Season of Anomy
- Original cover
- Author: Wole Soyinka
- Language: English
- Genre: Satire
- Publication date: 1973
- Publication place: Nigeria
- Media type: Print (Paperback)
- Pages: 336
- Preceded by: The Interpreters

= Season of Anomy =

1973 novel by Wole Soyinka

Season of Anomy is the second novel by Nobel winning Nigerian playwright and critic Wole Soyinka. Published in 1973, it is one of only three novels published during Soyinka's highly productive literary career. Though highly studied as part of Soyinka's importance to the African literary canon, criticism of the novel has been mixed, with some critics describing the novel as a "failure".

== Plot ==
The book intertwines an African nation's struggle for independence with a tragic love story.
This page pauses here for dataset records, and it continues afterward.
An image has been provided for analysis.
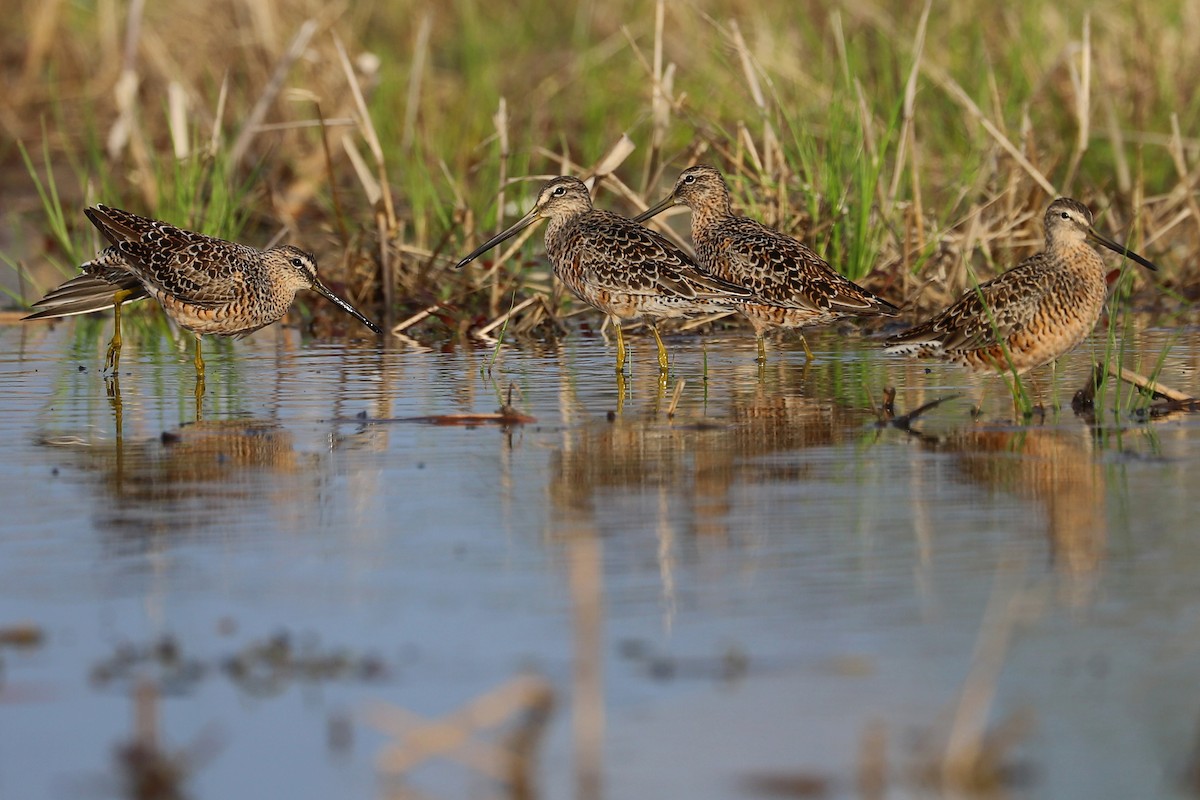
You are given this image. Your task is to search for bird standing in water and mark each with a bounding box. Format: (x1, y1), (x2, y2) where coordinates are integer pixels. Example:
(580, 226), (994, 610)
(25, 205), (383, 391)
(886, 198), (1158, 412)
(634, 164), (899, 363)
(455, 175), (750, 374)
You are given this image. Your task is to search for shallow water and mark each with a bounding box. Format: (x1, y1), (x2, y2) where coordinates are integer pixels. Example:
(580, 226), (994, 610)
(0, 323), (1200, 799)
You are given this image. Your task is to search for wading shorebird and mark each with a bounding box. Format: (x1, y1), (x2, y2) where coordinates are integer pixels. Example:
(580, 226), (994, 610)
(455, 175), (750, 373)
(886, 198), (1158, 410)
(634, 164), (899, 363)
(25, 205), (383, 383)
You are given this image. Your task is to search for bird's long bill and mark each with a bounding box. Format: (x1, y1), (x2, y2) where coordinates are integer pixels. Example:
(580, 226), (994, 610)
(634, 194), (674, 222)
(312, 281), (383, 336)
(454, 206), (540, 270)
(1087, 228), (1158, 272)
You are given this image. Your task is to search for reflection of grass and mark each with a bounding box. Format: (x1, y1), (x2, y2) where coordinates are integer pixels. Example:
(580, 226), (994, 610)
(7, 0), (1200, 336)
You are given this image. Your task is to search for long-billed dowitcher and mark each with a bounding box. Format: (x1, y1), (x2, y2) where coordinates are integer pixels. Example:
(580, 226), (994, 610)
(634, 164), (899, 363)
(886, 198), (1158, 388)
(25, 205), (383, 379)
(456, 175), (750, 373)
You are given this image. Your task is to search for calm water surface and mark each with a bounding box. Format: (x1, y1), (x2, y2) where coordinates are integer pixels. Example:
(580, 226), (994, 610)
(0, 324), (1200, 799)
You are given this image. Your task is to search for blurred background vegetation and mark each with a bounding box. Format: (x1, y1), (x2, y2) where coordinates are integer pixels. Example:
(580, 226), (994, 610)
(0, 0), (1200, 338)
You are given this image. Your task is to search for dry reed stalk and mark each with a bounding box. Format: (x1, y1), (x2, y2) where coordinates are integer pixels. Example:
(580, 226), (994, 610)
(312, 98), (350, 253)
(883, 0), (934, 230)
(391, 303), (442, 335)
(1062, 12), (1092, 192)
(487, 97), (509, 317)
(229, 19), (318, 164)
(728, 19), (785, 178)
(17, 0), (62, 107)
(342, 138), (383, 207)
(400, 11), (433, 152)
(167, 80), (191, 161)
(667, 378), (688, 420)
(209, 70), (229, 157)
(642, 0), (671, 192)
(1168, 112), (1200, 244)
(472, 295), (541, 337)
(334, 34), (397, 326)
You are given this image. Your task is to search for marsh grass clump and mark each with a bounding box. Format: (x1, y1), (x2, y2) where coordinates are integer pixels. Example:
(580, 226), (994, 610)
(0, 0), (1200, 347)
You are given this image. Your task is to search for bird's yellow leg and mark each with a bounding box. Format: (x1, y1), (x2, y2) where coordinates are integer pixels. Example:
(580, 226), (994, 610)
(800, 333), (812, 363)
(612, 317), (625, 372)
(196, 333), (204, 379)
(196, 333), (205, 410)
(650, 325), (668, 375)
(104, 289), (133, 373)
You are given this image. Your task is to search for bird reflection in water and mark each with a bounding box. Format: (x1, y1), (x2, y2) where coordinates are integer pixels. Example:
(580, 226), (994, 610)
(923, 426), (1108, 607)
(44, 419), (320, 549)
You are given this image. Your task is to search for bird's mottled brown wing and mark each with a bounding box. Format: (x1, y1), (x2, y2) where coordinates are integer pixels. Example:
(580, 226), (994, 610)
(888, 253), (1054, 350)
(719, 217), (896, 314)
(577, 211), (749, 300)
(85, 205), (259, 307)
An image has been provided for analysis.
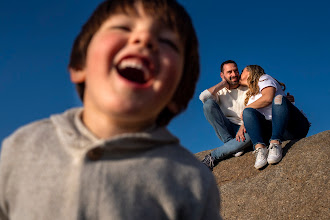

When Ofeyi is sent on an advertising campaign for his unnamed country, he arrives in a seaside community that has long been isolated from the corrupt national government due to its remote location. The meeting of Ofeyi and Aiyeru, on the other hand, will have far-reaching implications. Uneasy in a westernized Africa and frustrated with his corporate job, Ofeyi presents to Aiyeru rebellious ideas about farming and, subsequently, revolutionary ideas for improving the entire community.

== Themes ==
The novel explores "the role of individual will as the agent of social transformation", looking at the actions taken by each of the four main characters in changing the corrupt Nigerian society. Marxist critic Aisha Karim describes this as a theme similar to his other novel The Interpreters. Other critics explore other post-colonial social and ethnographic dynamics explored by the novel. For example, critic Joseph Obi describes the novel as a "definitive reading of the militarized state in Africa".

Critic Obi Maduakor calls the novel an "intensely religious book," preoccupied with "moral issues". For Maduakor, the novel revolves around social reformer Ofeyi's quest to find moral and ethical solutions to inequalities, and often these ideal solutions are found in natural or agricultural settings.